"O sentido dos '50 anos do golpe de Estado' é aprender lições da história [sobre] como preservarmos a democracia sempre, ditaduras nunca. É evidente que as violações graves aos direitos humanos são consequência do golpe de Estado. Há um vínculo intimamente relacionado", disse Álvaro Elizalde, em entrevista à agência Lusa no palácio La Moneda, sede do Governo chileno.
O ministro contesta a visão da extrema-direita e de setores da direita que se negaram a assinar o originalmente denominado "Compromisso de Santiago" que pretendia traçar uma linha transversal entre todos os partidos em torno de questões básicas em proteção da democracia.
O atual Presidente chileno, Gabriel Boric e os outros quatro ex-presidentes vivos desde a recuperação da democracia em 1990 assinaram, então, o chamado "Compromisso pela democracia, sempre" que defende quatro princípios básicos: "Cuidar e defender a democracia", "Enfrentar os desafios da democracia com mais democracia", "Defender a promover os direitos humanos" e "Fortalecer a colaboração entre os Estados".
Para o Álvaro Elizalde, que coordena a agenda legislativa do Governo, "quanto mais forem os chilenos comprometidos com a democracia" melhor futuro se legará às próximas gerações.
A extrema-direita do Partido Republicano, identificada com Augusto Pinochet, e a direita tradicional da coligação 'Chile Vamos' recusaram-se a apoiar a declaração transversal, apresentando um texto próprio que não menciona nem a ditadura nem o golpe de Estado liderado por Pinochet em 11 de setembro de 1973, mas que aponta "violações dos direitos fundamentais" ocorridas durante o governo de Salvador Allende (1970-1973), interrompido pelo golpe. Para a direita identificada com Pinochet, não teria havido um golpe se não tivesse havido Allende, quem procurava instalar o socialismo pela via democrática.

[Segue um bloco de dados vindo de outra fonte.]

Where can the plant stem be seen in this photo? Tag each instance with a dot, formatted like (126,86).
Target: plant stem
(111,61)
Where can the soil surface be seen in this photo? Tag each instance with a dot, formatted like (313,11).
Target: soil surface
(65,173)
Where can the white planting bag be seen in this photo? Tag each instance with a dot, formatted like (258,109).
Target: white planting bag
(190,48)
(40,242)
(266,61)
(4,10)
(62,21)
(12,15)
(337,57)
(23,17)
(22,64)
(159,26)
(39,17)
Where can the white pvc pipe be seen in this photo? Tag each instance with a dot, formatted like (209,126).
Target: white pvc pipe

A coligação Chile Vamos é integrada pela conservadora União Democrata Independente (UDI), formada por militantes vinculados com o regime ditatorial.
Durante os últimos 23 anos de democracia, a direita chilena condenou a perseguição de opositores, através da tortura e morte, mas enalteceu aspetos do regime militar, especialmente o modelo económico neoliberal.
"Existem aqueles que colocam essa diferença (entre golpe e violações), mas vemos por parte de setores políticos importantes, sobretudo das novas gerações, uma crítica transversal. Se existiu um ato de violência política extrema esse foi o bombardeamento ao palácio La Moneda. Portanto, separar o golpe de Estado das conseguintes violações aos direitos humanos não é o que realmente aconteceu", afirma Elizalde.
"No Chile, estamos nesse debate que outras sociedades nunca tiveram. Há sociedades que não têm nem sequer um condenado por violação aos direitos humanos. Na América Latina, recentemente, vimos o que chamam 'golpes brandos'. Até mesmo na Europa, onde viram o que foi o fascismo, até hoje não chegam a um acordo sobre como resolver o assunto. No Chile, há um debate explícito sobre a matéria. Pusemos o assunto sobre a mesa", diferencia o ministro.
"Acreditamos que também é importante avançar em verdade, justiça e reparação (às vítimas) para assentar as bases para um 'Nunca Mais' que evite, no futuro, que o Chile volte a padecer as atrocidades e os horrores vividos durante a ditadura", acrescenta Álvaro Elizalde.
Na semana passada, o Presidente Gabriel Boric lançou uma inédita política para "localizar, recuperar, identificar e restituir os restos mortais" das 1.162 vítimas desaparecidas durante a ditadura de Augusto Pinochet (1973-1990) e ainda por localizar. Dos 1.469 desaparecidos, somente foram encontrados 307.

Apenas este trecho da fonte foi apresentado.